–Dan Kelly, Attorney

I’m speaking of the e-mail variety of spam.  I had occasion recently to ask some tech-savvy folks if they knew the origin of the word “spam” as applied to voluminous, unwanted e-mail.  Most did not.

I am aware that a few stories have been floated on the etymology of spam as applied to e-mail, but I am convinced that the origin lies in this sketch by Monty Python from 1970:

In the early days of the Internet — in the days of dial-up connections and message boards — in what must have been one of the earliest memes, if not the first, a common prank was to clog boards and the connections of other users with unwanted or nonsensical messages, a common variety of which comprised nothing more than the word SPAM repeated over and over again, just like in the Monty Python sketch.  The name stuck as a generic term for all such messages and was even “verbed.”

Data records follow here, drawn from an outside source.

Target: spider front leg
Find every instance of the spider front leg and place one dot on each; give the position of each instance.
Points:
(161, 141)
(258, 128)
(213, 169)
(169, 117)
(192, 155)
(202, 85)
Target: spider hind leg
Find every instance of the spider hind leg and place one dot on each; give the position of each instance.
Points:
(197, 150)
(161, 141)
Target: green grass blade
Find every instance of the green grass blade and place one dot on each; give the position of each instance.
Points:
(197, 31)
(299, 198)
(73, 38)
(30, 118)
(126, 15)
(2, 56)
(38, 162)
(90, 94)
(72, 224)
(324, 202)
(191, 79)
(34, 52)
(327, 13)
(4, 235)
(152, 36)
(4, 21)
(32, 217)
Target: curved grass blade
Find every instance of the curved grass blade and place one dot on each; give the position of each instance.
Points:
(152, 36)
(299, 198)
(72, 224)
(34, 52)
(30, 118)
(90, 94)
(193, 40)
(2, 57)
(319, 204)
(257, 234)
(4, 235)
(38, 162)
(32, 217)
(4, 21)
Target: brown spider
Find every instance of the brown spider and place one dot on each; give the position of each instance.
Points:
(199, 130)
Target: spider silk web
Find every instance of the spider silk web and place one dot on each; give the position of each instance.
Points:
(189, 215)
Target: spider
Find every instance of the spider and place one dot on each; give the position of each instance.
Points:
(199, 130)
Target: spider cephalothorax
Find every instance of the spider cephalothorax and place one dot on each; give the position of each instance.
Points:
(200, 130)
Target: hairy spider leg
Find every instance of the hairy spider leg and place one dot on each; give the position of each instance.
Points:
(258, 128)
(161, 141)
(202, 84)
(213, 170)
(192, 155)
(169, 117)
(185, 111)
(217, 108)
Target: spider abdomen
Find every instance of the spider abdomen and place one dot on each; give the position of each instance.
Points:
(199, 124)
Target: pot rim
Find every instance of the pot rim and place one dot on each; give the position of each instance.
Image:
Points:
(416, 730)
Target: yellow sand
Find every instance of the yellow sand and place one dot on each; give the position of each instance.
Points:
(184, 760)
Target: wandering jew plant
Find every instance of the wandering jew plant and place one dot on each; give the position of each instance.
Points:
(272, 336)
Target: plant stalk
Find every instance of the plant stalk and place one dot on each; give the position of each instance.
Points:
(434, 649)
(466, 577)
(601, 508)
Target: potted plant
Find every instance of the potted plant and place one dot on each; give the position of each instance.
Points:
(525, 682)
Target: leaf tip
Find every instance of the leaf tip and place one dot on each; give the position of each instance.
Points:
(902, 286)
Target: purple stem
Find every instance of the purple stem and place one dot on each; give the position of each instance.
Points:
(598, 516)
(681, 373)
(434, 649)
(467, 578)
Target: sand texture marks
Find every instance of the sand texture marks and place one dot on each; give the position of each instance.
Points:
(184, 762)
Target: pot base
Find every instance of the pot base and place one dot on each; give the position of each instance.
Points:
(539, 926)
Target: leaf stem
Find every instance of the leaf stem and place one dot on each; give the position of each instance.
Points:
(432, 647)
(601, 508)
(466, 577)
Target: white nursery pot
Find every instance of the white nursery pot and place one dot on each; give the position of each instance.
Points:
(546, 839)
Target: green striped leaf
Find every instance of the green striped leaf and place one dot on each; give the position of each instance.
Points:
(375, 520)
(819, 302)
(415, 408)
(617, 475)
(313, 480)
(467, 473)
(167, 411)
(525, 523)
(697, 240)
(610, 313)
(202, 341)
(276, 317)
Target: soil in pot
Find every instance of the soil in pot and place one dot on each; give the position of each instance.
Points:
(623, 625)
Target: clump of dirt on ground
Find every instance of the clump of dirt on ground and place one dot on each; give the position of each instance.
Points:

The point?  I’ve noticed how quickly we lose the origins of things, and the etymology of spam is a good story worth repeating and remembering, if for nothing else than some comic relief.  Words are born, and words die.  Several years ago, I went to a coffee shop with a friend.  I ordered a decaf coffee, and my friend, ordering after me, said something like, “you better make mine leaded.”  The 16-something year-old kid working the register, who probably never knew or had reason to know that there ever was such a thing as “leaded gasoline,” just stared blankly at my friend, as if he had ordered coffee from Mars.  It was a very funny moment — and telling about how old we were.